Eric Martin

No. 93, 56, 52, 53
- Position: Defensive end

Personal information
- Born: July 21, 1991 (age 35) Moreno Valley, California, U.S.
- Listed height: 6 ft 2 in (1.88 m)
- Listed weight: 250 lb (113 kg)

Career information
- High school: Rancho Verde (Moreno Valley)
- College: Nebraska
- NFL draft: 2013: undrafted

Career history
- New Orleans Saints (2013)*; Cleveland Browns (2013–2014); New England Patriots (2014–2015); Winnipeg Blue Bombers (2016); Toronto Argonauts (2016);
- * Offseason or practice squad member only

Awards and highlights
- Super Bowl champion (XLIX); First-team All-Big Ten (2012);

Career NFL statistics
- Total tackles: 17
- Forced fumbles: 2
- Fumble recoveries: 2
- Stats at Pro Football Reference
- Stats at CFL.ca

= Eric Martin (linebacker) =

American football player (born 1991)

Eric Martin (born July 21, 1991) is an American former professional football player who was a defensive end in the National Football League (NFL) and Canadian Football League (CFL).

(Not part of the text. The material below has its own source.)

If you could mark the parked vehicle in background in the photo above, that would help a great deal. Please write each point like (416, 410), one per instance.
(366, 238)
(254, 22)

He played college football for the Nebraska Cornhuskers.

==Professional career==

===New Orleans Saints===
On April 28, 2013, he signed with the New Orleans Saints as an undrafted free agent.

===Cleveland Browns===
On August 28, 2013, he was claimed off waivers by the Cleveland Browns.

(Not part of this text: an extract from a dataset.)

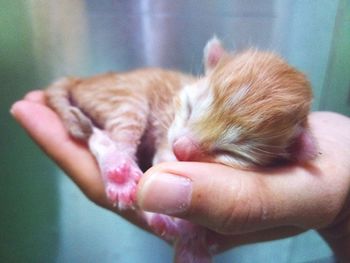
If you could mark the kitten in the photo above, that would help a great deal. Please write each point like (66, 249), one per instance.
(248, 110)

===New England Patriots===
On December 29, 2014, the New England Patriots signed Martin to their practice squad. Martin won Super Bowl XLIX with the Patriots after they defeated the defending champion Seattle Seahawks 28–24. Martin made the 2015 53-man roster out of camp, but on September 12, 2015, the Patriots waived Martin. They re-signed him to their practice squad on October 1, 2015.

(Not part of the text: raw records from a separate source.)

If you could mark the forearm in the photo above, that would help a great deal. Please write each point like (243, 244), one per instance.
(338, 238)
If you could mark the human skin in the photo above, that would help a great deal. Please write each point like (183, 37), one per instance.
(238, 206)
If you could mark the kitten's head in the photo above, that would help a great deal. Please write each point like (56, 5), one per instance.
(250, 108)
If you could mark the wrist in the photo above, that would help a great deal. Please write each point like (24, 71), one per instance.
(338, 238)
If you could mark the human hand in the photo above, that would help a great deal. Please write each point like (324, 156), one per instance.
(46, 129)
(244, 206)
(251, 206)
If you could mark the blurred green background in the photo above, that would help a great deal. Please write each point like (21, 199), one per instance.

On November 12, 2015, he was promoted to the active roster. On November 27, he was waived. Martin was re-signed to the Patriots' practice squad on December 9, 2015, then promoted to the active roster three days later.

On December 19, 2015, it was announced Martin was waived from the Patriots roster with an injury designation to make room for fullback Joey Iosefa. Martin cleared waivers and reverted to injured reserve on December 21, 2015.

Martin was waived by the Patriots on April 14, 2016.

===Winnipeg Blue Bombers===
Martin played in one game for the Winnipeg Blue Bombers of the Canadian Football League (CFL) during the 2016 season.

===Toronto Argonauts===
On October 3, 2016, Martin signed with the Toronto Argonauts of the CFL. He played in four games for the Argonauts in 2016.